When I start opening up with those who don't need me to censor, I start to get the feeling they're sorry they asked. It's nothing they say, it's not that they're not supportive. But what is there to say? It's sort of like asking a lonely old person how they are, and wanting to flee as soon as they start rattling off their laundry list of ailments. I know as soon as I stop talking or texting with them, they'll go back to whatever they were doing, grateful for the relative monotony of their day, of folding towels, writing an email, cooking stew.

It's my nightmare, mine alone. I'm surrounded in every way, physically and virtually, by people who love me. But I'm the one in the thick, the only one who can wade to the other shore.

I'm afraid of who I may become. I feel like Miss Havisham, some Dickensian specter lurking in cobwebbed shadows, avoiding sunlight. I ventured out yesterday and couldn't outrun it: I cried at the smoothie shop, overcome in an instant with a crushing grief by one of the thousand thoughts of loss that lurk like mental divots.

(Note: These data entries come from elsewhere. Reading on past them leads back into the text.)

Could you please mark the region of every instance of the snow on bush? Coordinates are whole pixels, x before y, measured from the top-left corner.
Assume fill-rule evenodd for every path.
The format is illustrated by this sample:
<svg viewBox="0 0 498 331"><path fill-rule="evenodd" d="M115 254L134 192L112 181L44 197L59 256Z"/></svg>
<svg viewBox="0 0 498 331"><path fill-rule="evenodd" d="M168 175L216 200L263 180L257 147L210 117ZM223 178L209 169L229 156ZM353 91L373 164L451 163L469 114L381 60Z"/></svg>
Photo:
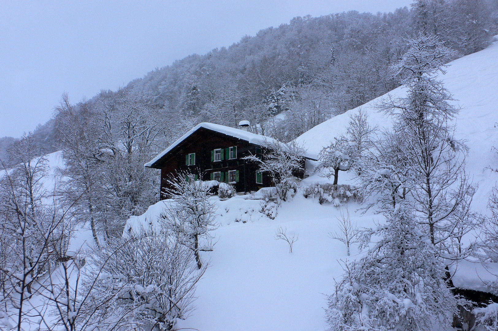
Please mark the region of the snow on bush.
<svg viewBox="0 0 498 331"><path fill-rule="evenodd" d="M271 220L274 220L277 216L277 208L278 206L274 202L267 200L261 204L259 212Z"/></svg>
<svg viewBox="0 0 498 331"><path fill-rule="evenodd" d="M375 235L378 240L371 240ZM385 225L366 232L362 258L344 265L328 297L333 330L432 330L449 326L456 300L446 286L444 264L412 217L397 212ZM362 247L360 247L361 248Z"/></svg>
<svg viewBox="0 0 498 331"><path fill-rule="evenodd" d="M473 313L479 323L487 330L498 330L498 303L492 302L485 307L476 308Z"/></svg>
<svg viewBox="0 0 498 331"><path fill-rule="evenodd" d="M349 201L361 202L362 196L359 189L352 185L334 185L330 183L315 183L305 187L304 197L318 198L321 205L325 202L339 207Z"/></svg>
<svg viewBox="0 0 498 331"><path fill-rule="evenodd" d="M218 188L218 197L220 199L230 199L235 196L235 188L231 184L226 183L220 183Z"/></svg>

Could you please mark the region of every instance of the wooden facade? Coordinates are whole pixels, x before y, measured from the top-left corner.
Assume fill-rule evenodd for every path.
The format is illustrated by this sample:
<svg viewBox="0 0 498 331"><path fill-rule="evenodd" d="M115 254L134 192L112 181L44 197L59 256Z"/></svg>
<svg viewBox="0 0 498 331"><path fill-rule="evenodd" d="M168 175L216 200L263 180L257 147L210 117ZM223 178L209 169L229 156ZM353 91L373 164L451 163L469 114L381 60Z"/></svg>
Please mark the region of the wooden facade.
<svg viewBox="0 0 498 331"><path fill-rule="evenodd" d="M185 172L203 181L231 183L238 193L248 193L273 185L256 163L243 159L250 155L262 157L264 151L259 145L201 127L148 166L161 170L161 200L168 198L168 178ZM302 178L304 173L296 175Z"/></svg>

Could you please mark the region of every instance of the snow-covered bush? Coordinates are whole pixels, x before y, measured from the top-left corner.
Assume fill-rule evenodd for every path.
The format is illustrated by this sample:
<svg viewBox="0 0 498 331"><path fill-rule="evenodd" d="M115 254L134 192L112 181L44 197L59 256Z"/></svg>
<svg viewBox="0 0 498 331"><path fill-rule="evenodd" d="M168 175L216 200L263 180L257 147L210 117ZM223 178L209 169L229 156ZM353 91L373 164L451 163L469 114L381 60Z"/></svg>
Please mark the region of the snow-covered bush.
<svg viewBox="0 0 498 331"><path fill-rule="evenodd" d="M473 313L479 325L487 330L498 330L498 303L492 302L485 307L476 308Z"/></svg>
<svg viewBox="0 0 498 331"><path fill-rule="evenodd" d="M378 240L371 241L372 235ZM395 212L385 225L366 232L360 248L373 245L359 260L346 263L326 311L331 329L432 330L449 326L456 300L444 280L436 247L412 217Z"/></svg>
<svg viewBox="0 0 498 331"><path fill-rule="evenodd" d="M330 183L315 183L307 185L303 193L304 197L318 198L321 205L325 202L339 207L349 201L361 202L363 199L358 188L352 185L334 185Z"/></svg>
<svg viewBox="0 0 498 331"><path fill-rule="evenodd" d="M261 210L260 213L269 219L274 220L277 216L277 208L278 206L273 201L270 201L267 199L264 202L261 204Z"/></svg>
<svg viewBox="0 0 498 331"><path fill-rule="evenodd" d="M221 199L230 199L235 196L235 188L226 183L220 183L218 187L218 197Z"/></svg>
<svg viewBox="0 0 498 331"><path fill-rule="evenodd" d="M192 250L201 269L200 252L213 250L211 231L217 227L217 207L210 199L208 189L194 177L184 173L168 180L171 188L166 193L172 197L173 203L161 219L162 225Z"/></svg>
<svg viewBox="0 0 498 331"><path fill-rule="evenodd" d="M76 297L90 300L79 317L99 330L172 330L193 309L196 284L207 266L198 270L181 238L166 231L109 240L90 262Z"/></svg>

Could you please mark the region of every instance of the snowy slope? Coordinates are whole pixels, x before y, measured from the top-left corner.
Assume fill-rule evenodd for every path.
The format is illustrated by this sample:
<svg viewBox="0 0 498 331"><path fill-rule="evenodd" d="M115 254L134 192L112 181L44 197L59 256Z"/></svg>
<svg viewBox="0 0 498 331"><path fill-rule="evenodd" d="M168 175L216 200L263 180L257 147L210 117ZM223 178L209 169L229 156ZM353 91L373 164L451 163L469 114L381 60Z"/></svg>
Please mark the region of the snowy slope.
<svg viewBox="0 0 498 331"><path fill-rule="evenodd" d="M498 121L498 44L450 64L442 79L458 100L455 104L463 108L456 135L466 140L470 149L467 171L479 185L474 208L486 213L488 197L498 180L497 174L484 170L498 164L498 157L491 152L492 146L498 147L498 128L494 126ZM401 87L390 94L404 93ZM389 121L375 111L375 101L362 108L372 124L385 127ZM296 140L304 143L311 157L316 156L344 132L349 115L357 111L329 120ZM350 211L355 209L350 206ZM333 290L333 278L342 273L338 260L346 257L343 245L327 235L336 227L338 214L332 206L297 196L282 205L274 220L221 227L216 231L219 240L210 255L211 266L197 290L198 309L180 327L203 331L323 330L323 294ZM355 220L360 226L370 226L374 217L356 216ZM285 243L273 238L278 225L299 234L292 254ZM455 281L463 287L481 288L476 272L481 266L469 263L462 263Z"/></svg>
<svg viewBox="0 0 498 331"><path fill-rule="evenodd" d="M250 213L255 202L257 206L261 201L213 199L219 215L224 215L217 220L220 223L215 231L217 243L213 252L203 257L210 266L196 291L197 309L177 327L202 331L323 331L325 294L332 293L333 278L342 273L340 260L348 258L345 246L329 237L330 232L338 230L339 210L305 199L300 193L282 204L274 220L257 217L256 212L244 223L234 220L246 215L246 210ZM159 202L151 206L147 223L155 222L155 215L164 205ZM372 226L373 220L379 219L378 215L355 214L358 207L348 208L359 226ZM130 221L133 226L139 220ZM299 235L292 253L286 242L273 238L279 225L286 227L288 234ZM352 255L356 253L354 247Z"/></svg>
<svg viewBox="0 0 498 331"><path fill-rule="evenodd" d="M498 148L498 42L448 64L447 73L440 78L453 94L456 100L453 104L462 108L457 116L456 135L466 140L470 147L466 170L474 183L479 185L474 208L485 213L488 197L498 180L498 174L490 174L489 170L484 170L490 165L495 168L498 166L498 156L491 151L492 147ZM404 88L400 87L388 94L395 98L405 93ZM311 157L316 157L334 137L345 132L349 115L360 109L367 112L373 126L385 127L389 125L389 118L377 112L374 108L375 104L385 97L380 97L324 122L296 140L308 148Z"/></svg>

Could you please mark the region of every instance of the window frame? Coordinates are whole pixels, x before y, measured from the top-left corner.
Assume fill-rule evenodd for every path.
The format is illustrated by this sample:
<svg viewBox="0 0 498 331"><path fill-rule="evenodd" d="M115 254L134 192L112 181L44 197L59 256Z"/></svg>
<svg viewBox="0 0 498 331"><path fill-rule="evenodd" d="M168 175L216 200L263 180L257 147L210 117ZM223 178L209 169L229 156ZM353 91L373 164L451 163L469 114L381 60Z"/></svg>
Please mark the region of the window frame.
<svg viewBox="0 0 498 331"><path fill-rule="evenodd" d="M192 158L192 156L194 155L194 157ZM194 163L192 163L192 159L194 159ZM195 153L188 153L188 165L190 166L191 165L195 165Z"/></svg>
<svg viewBox="0 0 498 331"><path fill-rule="evenodd" d="M222 153L222 150L223 150L223 148L216 148L216 149L215 149L215 150L214 150L214 151L215 151L215 158L214 158L214 161L213 161L213 162L221 162L222 161L221 153ZM218 152L217 153L216 153L217 152ZM216 155L217 155L217 154L220 156L220 159L219 160L217 160L216 159Z"/></svg>
<svg viewBox="0 0 498 331"><path fill-rule="evenodd" d="M258 174L261 176L261 182L259 183L257 181L257 176ZM260 171L259 170L256 171L256 184L263 184L263 172Z"/></svg>
<svg viewBox="0 0 498 331"><path fill-rule="evenodd" d="M231 178L234 177L234 180L230 180ZM237 170L229 170L228 171L228 183L237 183Z"/></svg>
<svg viewBox="0 0 498 331"><path fill-rule="evenodd" d="M234 154L234 157L232 157L232 154ZM237 158L237 146L232 146L231 147L228 148L228 156L229 160L235 160Z"/></svg>
<svg viewBox="0 0 498 331"><path fill-rule="evenodd" d="M218 174L218 179L216 179L216 174ZM221 182L221 171L215 171L213 173L213 180Z"/></svg>

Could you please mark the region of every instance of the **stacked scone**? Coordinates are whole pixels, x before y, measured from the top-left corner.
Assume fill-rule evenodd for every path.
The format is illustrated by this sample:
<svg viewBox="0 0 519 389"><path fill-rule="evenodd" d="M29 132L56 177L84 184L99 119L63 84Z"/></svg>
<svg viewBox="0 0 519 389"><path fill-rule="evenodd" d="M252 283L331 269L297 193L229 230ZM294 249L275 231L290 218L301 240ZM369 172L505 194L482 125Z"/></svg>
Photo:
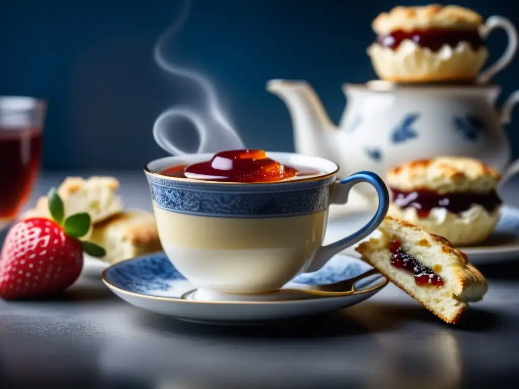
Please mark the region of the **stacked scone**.
<svg viewBox="0 0 519 389"><path fill-rule="evenodd" d="M378 76L398 82L472 81L488 56L483 20L453 5L397 7L373 22L367 52Z"/></svg>
<svg viewBox="0 0 519 389"><path fill-rule="evenodd" d="M486 293L483 275L444 238L390 216L379 230L379 237L356 249L363 260L447 323Z"/></svg>
<svg viewBox="0 0 519 389"><path fill-rule="evenodd" d="M480 161L439 157L393 167L388 214L460 246L485 240L499 219L500 176Z"/></svg>
<svg viewBox="0 0 519 389"><path fill-rule="evenodd" d="M115 263L161 251L153 215L139 210L125 211L116 193L119 187L113 177L69 177L57 190L65 216L81 212L90 215L93 227L83 239L104 248L103 260ZM47 198L40 198L23 217L50 218Z"/></svg>

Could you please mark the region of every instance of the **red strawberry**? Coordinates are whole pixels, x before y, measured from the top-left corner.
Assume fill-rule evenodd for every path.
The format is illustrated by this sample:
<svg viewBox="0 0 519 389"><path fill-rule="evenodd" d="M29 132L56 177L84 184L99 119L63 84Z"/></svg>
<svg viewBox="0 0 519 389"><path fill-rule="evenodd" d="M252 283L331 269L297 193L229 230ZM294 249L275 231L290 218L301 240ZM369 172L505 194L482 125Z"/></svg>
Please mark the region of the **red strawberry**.
<svg viewBox="0 0 519 389"><path fill-rule="evenodd" d="M77 238L90 229L88 214L73 215L63 225L63 203L54 189L49 193L54 220L33 218L15 224L7 233L0 254L0 297L39 297L60 292L79 276L83 251L102 257L98 246Z"/></svg>

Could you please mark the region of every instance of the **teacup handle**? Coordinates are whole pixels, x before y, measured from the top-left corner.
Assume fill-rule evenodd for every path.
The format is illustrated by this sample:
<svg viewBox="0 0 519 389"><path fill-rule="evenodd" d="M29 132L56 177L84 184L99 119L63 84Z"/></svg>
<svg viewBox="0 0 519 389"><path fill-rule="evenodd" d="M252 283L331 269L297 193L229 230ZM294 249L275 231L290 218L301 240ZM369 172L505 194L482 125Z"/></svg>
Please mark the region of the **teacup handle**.
<svg viewBox="0 0 519 389"><path fill-rule="evenodd" d="M352 187L360 183L370 184L377 191L378 207L375 216L365 226L349 236L327 246L321 246L306 272L317 271L335 254L366 238L378 227L386 217L389 205L389 195L382 179L372 172L359 172L340 181L335 181L330 188L330 204L346 203Z"/></svg>
<svg viewBox="0 0 519 389"><path fill-rule="evenodd" d="M175 121L184 119L191 122L198 133L200 143L197 154L218 152L224 150L245 148L239 136L223 117L213 114L204 118L188 108L172 108L163 112L153 126L153 137L160 147L174 156L188 154L177 147L175 142L168 136L167 129L172 127Z"/></svg>
<svg viewBox="0 0 519 389"><path fill-rule="evenodd" d="M477 78L479 84L487 84L497 73L506 67L510 63L517 50L517 32L515 26L508 19L501 16L491 16L488 19L481 31L483 38L486 38L492 30L501 28L504 30L508 37L508 45L503 55L491 65L488 69L482 72Z"/></svg>

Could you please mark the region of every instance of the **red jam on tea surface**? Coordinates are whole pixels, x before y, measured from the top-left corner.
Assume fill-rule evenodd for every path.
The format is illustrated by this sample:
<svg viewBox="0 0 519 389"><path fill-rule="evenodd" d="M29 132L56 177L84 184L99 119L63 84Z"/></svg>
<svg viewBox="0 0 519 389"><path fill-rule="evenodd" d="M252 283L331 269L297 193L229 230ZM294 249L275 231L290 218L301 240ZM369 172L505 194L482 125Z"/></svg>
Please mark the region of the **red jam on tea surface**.
<svg viewBox="0 0 519 389"><path fill-rule="evenodd" d="M502 202L495 190L486 193L453 192L440 195L431 190L406 191L390 189L397 206L402 209L414 208L419 217L427 217L433 208L445 208L452 213L458 214L469 209L473 204L492 212Z"/></svg>
<svg viewBox="0 0 519 389"><path fill-rule="evenodd" d="M416 285L420 286L441 286L443 285L443 280L434 270L404 252L401 242L397 240L391 242L389 244L389 251L392 254L391 265L413 274Z"/></svg>
<svg viewBox="0 0 519 389"><path fill-rule="evenodd" d="M412 40L420 47L438 51L444 45L454 48L461 41L470 45L476 50L484 46L479 33L476 30L424 30L404 31L395 30L387 35L378 36L377 43L385 47L396 50L405 39Z"/></svg>
<svg viewBox="0 0 519 389"><path fill-rule="evenodd" d="M215 154L209 161L175 166L162 172L173 177L232 183L268 183L318 174L315 169L283 165L263 150L233 150Z"/></svg>

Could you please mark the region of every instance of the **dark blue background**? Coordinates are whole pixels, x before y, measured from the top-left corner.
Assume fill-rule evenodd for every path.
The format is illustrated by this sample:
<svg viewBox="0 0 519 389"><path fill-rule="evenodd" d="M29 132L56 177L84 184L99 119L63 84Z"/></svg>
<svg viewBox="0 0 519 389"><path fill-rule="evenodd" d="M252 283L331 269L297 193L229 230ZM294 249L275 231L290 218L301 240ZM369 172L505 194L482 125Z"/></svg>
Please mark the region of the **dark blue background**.
<svg viewBox="0 0 519 389"><path fill-rule="evenodd" d="M519 26L517 2L457 3ZM178 0L2 1L0 93L48 100L45 168L140 168L165 155L152 137L155 118L188 94L191 100L200 98L199 90L165 73L152 57L154 44L182 5ZM213 80L248 146L291 151L288 112L266 91L266 81L308 80L336 122L345 104L341 84L375 78L365 53L374 37L371 21L394 5L381 0L194 0L170 58ZM493 62L505 47L504 33L488 40ZM503 85L500 103L519 88L518 63L494 80ZM514 116L519 121L519 114ZM515 155L516 125L507 129Z"/></svg>

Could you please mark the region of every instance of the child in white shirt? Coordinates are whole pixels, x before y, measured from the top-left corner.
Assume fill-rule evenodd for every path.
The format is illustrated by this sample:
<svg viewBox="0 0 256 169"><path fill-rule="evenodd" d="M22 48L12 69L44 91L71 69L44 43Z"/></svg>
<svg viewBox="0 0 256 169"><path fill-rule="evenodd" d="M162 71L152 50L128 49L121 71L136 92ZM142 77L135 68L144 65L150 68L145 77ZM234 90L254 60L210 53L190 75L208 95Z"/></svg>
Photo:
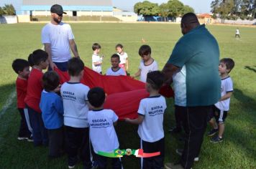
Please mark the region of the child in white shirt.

When I'm not consumed by deep mourning, I'm filled with a blind rage. I mean, seriously, what the fuck. That maternity dress, the one I was going to live in this summer, bump out, adorable. Was it too much to ask? All the people expecting within months of me. I guess I dared to dream too much, that I could have the simple joy of sharing those moments with them. Someone asked me today if H. is my only. For me, at this moment, a lethal question. To most of the population, benign, innocent. Why wouldn't you assume I could just have more if I want them?

But here and there, a break. Pockets of joy. Just like I remember with the other losses, much harder work this time, but popping up. This morning I woke up to plans of an Easter egg hunt. It was so tempting to roll over and fall back into the alternative reality of dreams, where existence may or may not include intrauterine fetal demise. But no. I need to be a mommy, I thought. And somehow I summoned the will to get in the shower.

At the event, a dixie band played "On the Sunny Side of the Street," and it felt like encouragement in spite of all the families flocking around me with two, three, four kids, making it look so easy. "Grab your coat and get your hat, leave your worries on the doorstep; just direct your feet to the sunny side of the street...."

I'm trying.

So if you're wondering how I'm doing, there it is.